In the second set Osaka kept allowing Blinkova to feel confident by giving her a lot of break chances. Of course despite having multiple break chances Blinkova could not break our champion until she was serving for the match at 6-5. That’s when inexplicably Naomi played a horrible serving game, practically giving the game to Blinkova and allowing her to tie the set and send it to a tie break. In the decisive tie break Naomi practically handed the set by committing numerous unforced errors mostly on the backhand down the line. She must have sent at least three of them in the net lackadaisically giving points away needlessly. As if on a habitual mental breakdown Naomi tends to allow her opponents to win a set before waking up and imposing herself. It must have been a frustrating moment for her team as it also was for us fans watching, or I should say trying to watch.

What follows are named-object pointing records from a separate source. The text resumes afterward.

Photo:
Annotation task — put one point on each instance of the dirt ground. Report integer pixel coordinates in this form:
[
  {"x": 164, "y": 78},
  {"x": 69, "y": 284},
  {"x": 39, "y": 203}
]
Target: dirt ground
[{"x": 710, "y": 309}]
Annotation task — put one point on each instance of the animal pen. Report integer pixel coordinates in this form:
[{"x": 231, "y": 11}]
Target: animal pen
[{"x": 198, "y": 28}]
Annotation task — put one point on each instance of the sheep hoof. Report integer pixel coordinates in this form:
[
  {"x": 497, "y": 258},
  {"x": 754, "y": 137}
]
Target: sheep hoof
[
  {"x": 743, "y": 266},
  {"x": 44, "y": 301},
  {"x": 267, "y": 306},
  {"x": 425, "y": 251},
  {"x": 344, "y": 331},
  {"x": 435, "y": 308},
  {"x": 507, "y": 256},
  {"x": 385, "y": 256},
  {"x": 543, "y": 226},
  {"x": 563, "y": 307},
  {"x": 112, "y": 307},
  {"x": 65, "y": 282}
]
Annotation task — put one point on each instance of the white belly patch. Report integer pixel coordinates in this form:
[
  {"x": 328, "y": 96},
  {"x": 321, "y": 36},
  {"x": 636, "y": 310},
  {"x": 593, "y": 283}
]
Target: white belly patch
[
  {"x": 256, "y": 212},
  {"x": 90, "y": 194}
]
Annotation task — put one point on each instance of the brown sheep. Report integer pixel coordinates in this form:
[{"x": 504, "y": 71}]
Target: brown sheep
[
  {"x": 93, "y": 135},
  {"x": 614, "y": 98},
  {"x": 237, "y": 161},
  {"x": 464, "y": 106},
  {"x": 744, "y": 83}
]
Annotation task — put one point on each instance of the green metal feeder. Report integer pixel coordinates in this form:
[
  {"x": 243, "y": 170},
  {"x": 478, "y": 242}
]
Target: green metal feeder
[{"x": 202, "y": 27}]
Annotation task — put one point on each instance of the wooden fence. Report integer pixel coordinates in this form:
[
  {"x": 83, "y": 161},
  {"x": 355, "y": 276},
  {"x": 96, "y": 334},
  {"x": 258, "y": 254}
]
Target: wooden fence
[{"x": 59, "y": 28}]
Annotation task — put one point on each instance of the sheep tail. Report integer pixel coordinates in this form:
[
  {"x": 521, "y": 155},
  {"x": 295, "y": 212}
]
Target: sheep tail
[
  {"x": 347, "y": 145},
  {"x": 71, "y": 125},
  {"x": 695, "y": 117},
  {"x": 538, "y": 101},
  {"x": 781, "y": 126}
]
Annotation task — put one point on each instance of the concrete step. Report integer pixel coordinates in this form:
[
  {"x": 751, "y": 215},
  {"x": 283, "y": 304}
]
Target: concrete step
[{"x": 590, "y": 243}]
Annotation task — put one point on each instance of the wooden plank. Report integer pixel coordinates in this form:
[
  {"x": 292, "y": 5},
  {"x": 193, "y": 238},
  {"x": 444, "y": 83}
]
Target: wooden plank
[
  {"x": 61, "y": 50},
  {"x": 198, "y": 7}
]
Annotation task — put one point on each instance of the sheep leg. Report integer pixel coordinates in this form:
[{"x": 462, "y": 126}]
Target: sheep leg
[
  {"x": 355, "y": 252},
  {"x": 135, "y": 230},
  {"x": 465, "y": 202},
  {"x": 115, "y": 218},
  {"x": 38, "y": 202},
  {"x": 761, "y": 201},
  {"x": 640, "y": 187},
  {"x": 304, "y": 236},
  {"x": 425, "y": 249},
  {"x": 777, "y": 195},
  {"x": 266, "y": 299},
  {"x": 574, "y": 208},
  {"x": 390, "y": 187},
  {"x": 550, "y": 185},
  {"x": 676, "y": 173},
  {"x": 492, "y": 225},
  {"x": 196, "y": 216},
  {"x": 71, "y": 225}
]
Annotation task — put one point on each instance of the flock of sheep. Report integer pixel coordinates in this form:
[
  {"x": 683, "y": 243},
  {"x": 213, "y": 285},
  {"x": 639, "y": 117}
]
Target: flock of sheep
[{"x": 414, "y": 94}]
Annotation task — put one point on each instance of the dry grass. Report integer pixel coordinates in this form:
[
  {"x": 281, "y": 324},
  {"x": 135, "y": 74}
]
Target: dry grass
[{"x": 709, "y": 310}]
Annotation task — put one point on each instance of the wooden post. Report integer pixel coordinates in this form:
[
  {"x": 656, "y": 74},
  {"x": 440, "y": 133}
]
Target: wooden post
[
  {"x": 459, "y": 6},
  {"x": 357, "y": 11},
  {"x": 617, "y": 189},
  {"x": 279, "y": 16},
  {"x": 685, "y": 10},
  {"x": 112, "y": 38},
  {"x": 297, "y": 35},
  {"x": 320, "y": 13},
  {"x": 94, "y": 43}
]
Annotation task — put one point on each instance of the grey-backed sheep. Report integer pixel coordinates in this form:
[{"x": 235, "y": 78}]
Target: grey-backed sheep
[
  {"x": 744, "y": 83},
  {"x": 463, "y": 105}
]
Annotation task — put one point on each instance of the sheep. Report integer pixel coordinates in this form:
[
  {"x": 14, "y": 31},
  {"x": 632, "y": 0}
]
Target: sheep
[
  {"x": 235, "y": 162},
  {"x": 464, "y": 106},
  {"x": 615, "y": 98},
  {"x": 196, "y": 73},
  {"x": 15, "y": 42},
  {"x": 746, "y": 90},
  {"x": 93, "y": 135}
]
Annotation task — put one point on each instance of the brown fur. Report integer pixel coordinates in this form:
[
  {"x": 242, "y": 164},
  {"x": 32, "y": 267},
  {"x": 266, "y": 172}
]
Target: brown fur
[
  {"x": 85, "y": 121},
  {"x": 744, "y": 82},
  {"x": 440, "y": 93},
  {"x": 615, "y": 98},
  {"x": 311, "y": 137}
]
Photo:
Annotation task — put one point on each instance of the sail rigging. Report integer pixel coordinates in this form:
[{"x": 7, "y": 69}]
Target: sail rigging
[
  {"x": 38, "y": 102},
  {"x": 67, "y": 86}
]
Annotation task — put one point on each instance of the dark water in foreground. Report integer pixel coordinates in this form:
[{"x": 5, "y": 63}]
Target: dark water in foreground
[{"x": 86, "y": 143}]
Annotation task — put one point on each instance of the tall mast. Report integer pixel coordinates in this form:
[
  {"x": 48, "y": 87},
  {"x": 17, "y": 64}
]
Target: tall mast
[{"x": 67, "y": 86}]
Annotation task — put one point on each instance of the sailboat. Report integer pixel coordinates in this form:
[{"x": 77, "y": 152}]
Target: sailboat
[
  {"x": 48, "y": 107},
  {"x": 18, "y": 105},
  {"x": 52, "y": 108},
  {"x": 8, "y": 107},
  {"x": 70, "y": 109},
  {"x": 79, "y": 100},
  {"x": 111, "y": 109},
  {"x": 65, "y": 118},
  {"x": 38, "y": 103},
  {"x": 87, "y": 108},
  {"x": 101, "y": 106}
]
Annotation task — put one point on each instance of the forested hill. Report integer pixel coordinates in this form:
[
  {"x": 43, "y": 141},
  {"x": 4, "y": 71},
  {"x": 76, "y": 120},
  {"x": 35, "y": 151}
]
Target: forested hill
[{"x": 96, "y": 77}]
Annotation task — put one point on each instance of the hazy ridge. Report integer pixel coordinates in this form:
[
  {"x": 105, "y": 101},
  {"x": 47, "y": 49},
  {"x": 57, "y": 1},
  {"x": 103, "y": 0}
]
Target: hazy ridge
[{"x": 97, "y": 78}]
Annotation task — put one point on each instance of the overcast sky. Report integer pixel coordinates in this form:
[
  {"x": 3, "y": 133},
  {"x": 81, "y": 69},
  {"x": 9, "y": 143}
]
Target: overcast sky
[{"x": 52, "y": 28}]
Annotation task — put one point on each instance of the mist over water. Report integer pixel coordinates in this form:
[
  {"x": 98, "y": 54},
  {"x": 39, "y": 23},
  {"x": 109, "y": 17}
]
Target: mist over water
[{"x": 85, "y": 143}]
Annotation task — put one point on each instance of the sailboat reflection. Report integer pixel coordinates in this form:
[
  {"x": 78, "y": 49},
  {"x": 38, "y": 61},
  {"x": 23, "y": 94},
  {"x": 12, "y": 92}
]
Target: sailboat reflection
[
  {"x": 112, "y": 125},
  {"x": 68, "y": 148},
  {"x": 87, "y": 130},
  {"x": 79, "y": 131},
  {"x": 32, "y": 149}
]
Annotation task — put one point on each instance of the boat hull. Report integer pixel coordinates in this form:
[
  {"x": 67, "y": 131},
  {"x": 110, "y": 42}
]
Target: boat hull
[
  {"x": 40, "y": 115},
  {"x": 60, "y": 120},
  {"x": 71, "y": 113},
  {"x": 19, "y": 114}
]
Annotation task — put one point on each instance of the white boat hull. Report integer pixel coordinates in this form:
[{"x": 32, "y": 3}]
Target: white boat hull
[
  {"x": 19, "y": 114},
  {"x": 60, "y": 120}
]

In a break with tradition and tennis etiquette ESPN chose to feature the match between Tsissipas and Rublev rather than show the Osaka match as you are supposed to do when the no. 1 player in the world is on stage. While Naomi was battling in a crucial moment in the match ESPN preferred to show us Tsissipas sitting during a change over. As Naomi Osaka, the no. 1 player in the world was battling in the third set we got to hear about another player cramping and losing to a lesser ranked player. No respect for Naomi Osaka or her fans from ESPN as they continued to show other matches rather than stay with the no. 1 player. In the deciding moment of the match between A. Riske, an upcoming American player and Muguruza ESPN showed two games up until Riske served out and won the match, but we did not get the same thing when Osaka was leading 5-2 we got to watch a split screen nightmare when ESPN grudgingly decided they had to at least show something in the Osaka-Blinkova hard fought match. Both matches were in a decisive tie break during the second set for Osaka-Blinkova and the third set of the Tsissipas affair and all we got was split screen Osaka vs. Blinkova while we got to suffer every point in the tie break featuring Tsissipas. The day before when A. Barty, no. 2 in the world was struggling against Diyas, another lower ranked player who took the first set from Barty, we got to watch the whole match with little interruption. Is it because Naomi Osaka is not white or American because had it been Serena playing ESPN would not have dared to disrespect her so. It was a shameful display by ESPN and we hope they read this column and set their programs straight. We want to watch the top players at their best, not wounded warriors cursing at the referees.
Back to important matters now. Naomi righted herself and finished Blinkova in the third set 6-2, even though she did face a couple of break points on her serve which she defended with gusto. After the match Naomi admitted to being nervous at the start which allowed her opponent to gain confidence. She was gracious as usual praising her opponent who fought hard. Blinkova played well but she was agitated and showed visible frustration when she could not break serve despite many chances. She failed to realize that champions, especially Naomi, will allow you to get close but will shut the door when it matters. Naomi played well at times overall but she needs to cut down on her mistakes if she wants to win the Open. Her no. 1 ranking is on the table because as a returning champ she must make the final round or lose her top spot. She must feel great pressure because with the no. 1 ranking you are treated like a queen and everyone is aiming for you; huge target on poor Naomi’s back. When I say poor I mean literally because this year Naomi has signed lucrative contracts to add to the ones she inked last year. Go Naomi, Go it’s your time to shine.